How do Decentralized Digital Identities Work on Ethereum?
Blockchain technology allows for users to create and manage digital identities through the combination of the following components:
- Decentralized identifiers
- Identity management
- Embedded encryption
What is Digital Identity?
A digital identity arises organically from the use of personal information on the web and from the shadow data created by the individual’s actions online. A digital identity may be a pseudonymous profile linked to the device’s IP address, for example, a randomly-generated unique ID. Data points that can help form a digital identity include usernames and passwords, drivers license number, online purchasing history, date of birth, online search activities, medical history, etc. Biometrics, Behavioral, Biographic are the modals that make up a person’s identity.
How is Digital Identity Created?
In one example, users sign up to a self-sovereign identity and data platform to create and register a DID. During this process, the user creates a pair of private and public keys. Public keys associated to a DID can be stored on-chain in case keys are compromised or are rotated for security reasons. Additional data associated with a DID such as attestations can be anchored on-chain, but the full data itself should not be stored on-chain to maintain scalability and compliance with privacy regulations.
What is a Decentralized Identifier?
A decentralized identifier (DID) is a pseudo-anonymous identifier for a person, company, object, etc. Each DID is secured by a private key. Only the private key owner can prove that they own or control their identity. One person can have many DIDs, which limits the extent to which they can be tracked across the multiple activities in their life. For example, a person could have one DID associated with a gaming platform, and another, entirely separate DID associated with their credit reporting platform.
Each DID is often associated with a series of attestations (verifiable credentials) issued by other DIDs, that attest to specific characteristics of that DID (e.g., location, age, diplomas, payslips). These credentials are cryptographically signed by their issuers, which allows DID owners to store these credentials themselves instead of relying on a single profile provider (e.g., Google, Facebook). In addition, non-attested data such as browsing histories or social media posts can also be associated to DIDs by the owner or controllers of that data depending on context and intended use.
How are decentralized identities secured?
A key element of securing decentralized identities is cryptography. In cryptography, private keys are known only to the owner, while public keys are disseminated widely. This pairing accomplishes two functions. The first is authentication, where the public key verifies that a holder of the paired private key sent the message. The second is encryption, where only the paired private key holder can decrypt the message encrypted with the public key.
How are decentralized identities used?
Once paired with a decentralized identity, users can present the verified identifier in the form of a QR code to prove their identity and access certain services. The service provider verifies the identity by verifying the proof of control or ownership of the presented attestation — the attestation had been associated with a DID and the user signs the presentation with the private key belonging to that DID. If they match, access is granted.

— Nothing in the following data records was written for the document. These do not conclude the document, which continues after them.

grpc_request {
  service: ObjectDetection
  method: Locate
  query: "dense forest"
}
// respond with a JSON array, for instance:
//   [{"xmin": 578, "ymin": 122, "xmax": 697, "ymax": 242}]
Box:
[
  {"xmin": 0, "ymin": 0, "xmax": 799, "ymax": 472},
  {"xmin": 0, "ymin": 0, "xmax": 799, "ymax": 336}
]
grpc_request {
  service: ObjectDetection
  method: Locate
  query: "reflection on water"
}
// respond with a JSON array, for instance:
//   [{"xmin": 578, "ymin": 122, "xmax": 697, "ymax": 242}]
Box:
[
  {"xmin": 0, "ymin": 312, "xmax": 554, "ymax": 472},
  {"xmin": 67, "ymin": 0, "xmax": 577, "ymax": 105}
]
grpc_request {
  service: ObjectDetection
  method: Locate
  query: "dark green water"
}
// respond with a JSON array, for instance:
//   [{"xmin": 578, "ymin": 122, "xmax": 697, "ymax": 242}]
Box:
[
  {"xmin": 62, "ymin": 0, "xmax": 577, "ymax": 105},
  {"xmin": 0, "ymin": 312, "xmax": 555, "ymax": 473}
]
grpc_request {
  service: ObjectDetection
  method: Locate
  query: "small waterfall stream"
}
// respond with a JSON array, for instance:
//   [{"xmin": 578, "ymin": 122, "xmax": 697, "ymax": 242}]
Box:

What Are the Use Cases of Blockchain in Identity Management?
Decentralized and digital identification can be used in many ways. Here are some of the top use cases that ConsenSys has identified:
- Self Sovereign identity
- Data Monetization
- Data Portability
What is Self Sovereign identity?
Self-sovereign identity (SSI) is the concept that people and businesses can store their own identity data on their own devices; choosing which pieces of information to share to validators without relying on a central repository of identity data. These identities could be created independent of nation-states, corporations, or global organizations.
A zero-knowledge proof, sometimes also referred to as a ZK protocol, is a verification method that takes place between a prover and a verifier. In a zero-knowledge proof system, the prover is able to prove to the verifier that they have the knowledge of a particular piece of information (such as the solution to a mathematical equation) without revealing the information itself. These proof systems can be used by modern cryptographers to provide increased levels of privacy and security.

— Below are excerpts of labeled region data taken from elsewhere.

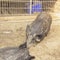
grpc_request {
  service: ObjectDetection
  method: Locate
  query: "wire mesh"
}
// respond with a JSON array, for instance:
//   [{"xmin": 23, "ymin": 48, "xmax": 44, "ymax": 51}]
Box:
[{"xmin": 0, "ymin": 0, "xmax": 57, "ymax": 15}]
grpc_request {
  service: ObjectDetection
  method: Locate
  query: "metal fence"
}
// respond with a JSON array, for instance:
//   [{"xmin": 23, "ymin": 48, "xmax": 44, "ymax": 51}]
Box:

The concept of a zero-knowledge proof was first described in a 1985 MIT paper, published by Shafi Goldwasser and Silvio Micali. They demonstrated that it was possible to prove some properties of a number without disclosing the number or any additional information about it. This paper also introduced the mathematically significant finding that interactions between a prover and a verifier could reduce the amount of information required to prove a given theorem.
A ZK proof must fulfill two basic requirements known as completeness and soundness. Completeness refers to the ability of the prover to demonstrate knowledge of the relevant information to a high degree of probable accuracy. For the proof to be sound, the verifier must be able to reliably determine whether or not the prover is actually in possession of the information. Finally, in order to be truly zero-knowledge, the proof must achieve both completeness and soundness without the information in question ever being communicated between the prover and the verifier.
Zero-knowledge proofs are mostly used for applications in which privacy and security are essential. Authentication systems, for example, can employ ZK proofs to verify credentials or identities without directly divulging them. As a simple example, it can be used to verify that a person has a password to a computer system without the need for disclosing what the password.